Tatton passed the March 2020 market-crash stress-test with flying colours. Financial advisers continued to trust it with their clients’ money – net fund inflows were £86m in March (just under the FY20 average of £94m pm) – at a time when many funds saw record outflows. Over FY20 Tatton recorded £1.1bn of inflows, and despite the market bottom nearly coinciding with the 31-Mar year-end, AUM closed 10% above FY19 on £6.7bn. Revenue grew 22% to £21.4m; adjusted operating profit was up 24% to £9.1m; PAT jumped 72% from £4.9m to £8.4m; and full-year dividend increased 14% from 8.4p to 9.6p, a yield of 3.3%. Tatton remains debt-free with £12.8m of net cash.
Client inflows have continued post year-end which, in combination with the recovery in markets, has seen AUM grow 10% in two months to £7.4bn on 31 May 2020. Tatton’s longer-term growth trajectory appears firmly intact, however further market volatility could cause significant fluctuations in AUM levels over the shorter-term.
Market tailwinds coupled with a proven market leading proposition should see continued top-line growth. Money managed by IFAs via platforms is growing rapidly – up from £311bn1 in 2017 to £530bn2 by Sep 2019. In particular, they are flocking to discretionary fund management (DFM) platforms (Tatton’s model) – with assets up from £5bn in 20111 to £48bn3 in mid-2019. Tatton has proven its ability to not only win new IFA clients, but to gain a larger share of their AUM over time.

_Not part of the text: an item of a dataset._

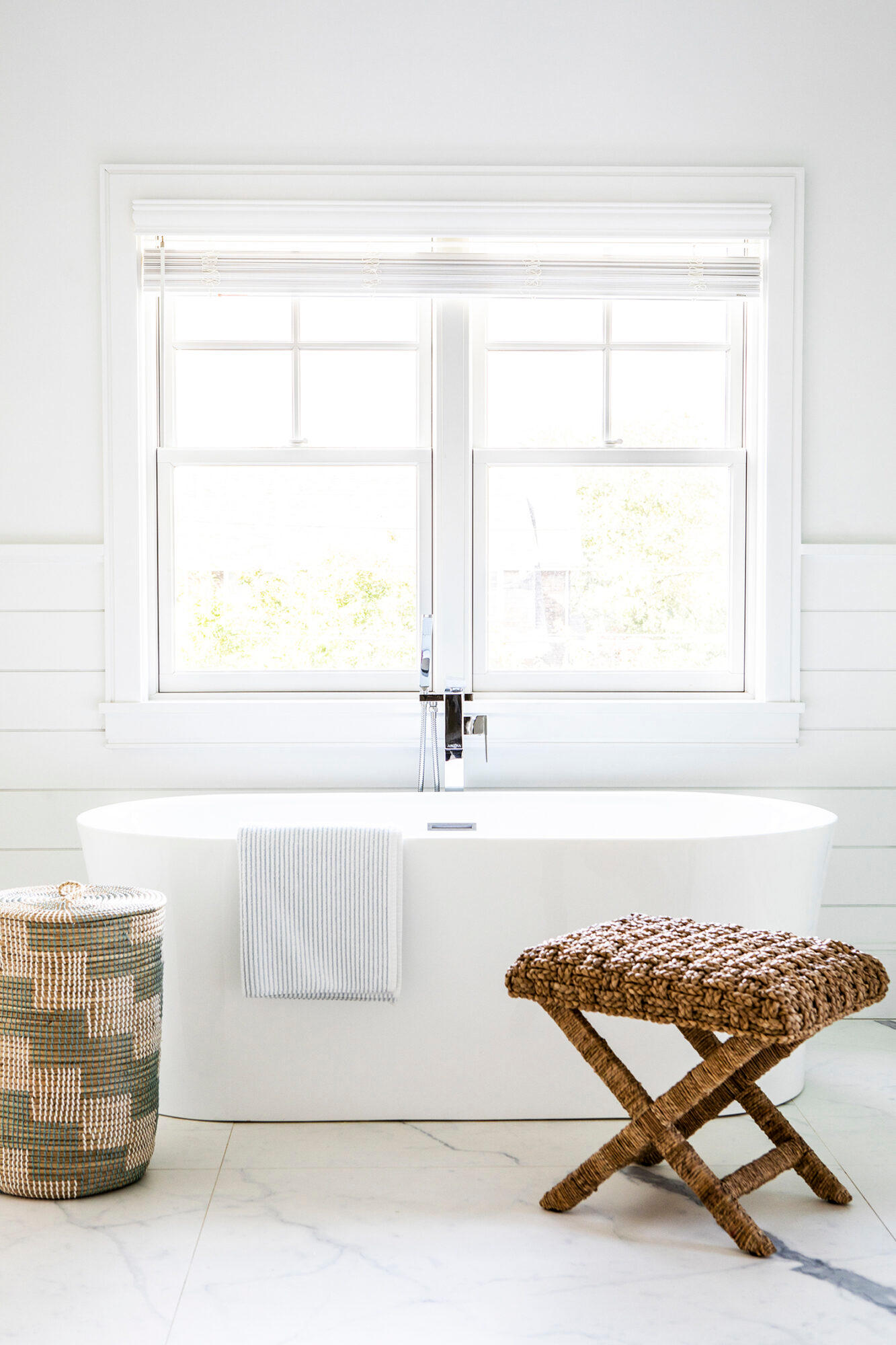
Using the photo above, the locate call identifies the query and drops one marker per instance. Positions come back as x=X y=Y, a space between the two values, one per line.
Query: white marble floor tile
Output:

Operational leverage should see margins improve further as the business scales. There is valuation upside if Tatton continues to deliver. Its PER of 22.5 is below high performing asset managers - and Tatton is a 1st quartile performer on most metrics: AUM inflows, revenue growth, operating margin, EPS growth and ROE. It’s current 295p price is roughly in line with our discounted cash flow valuation of 300p.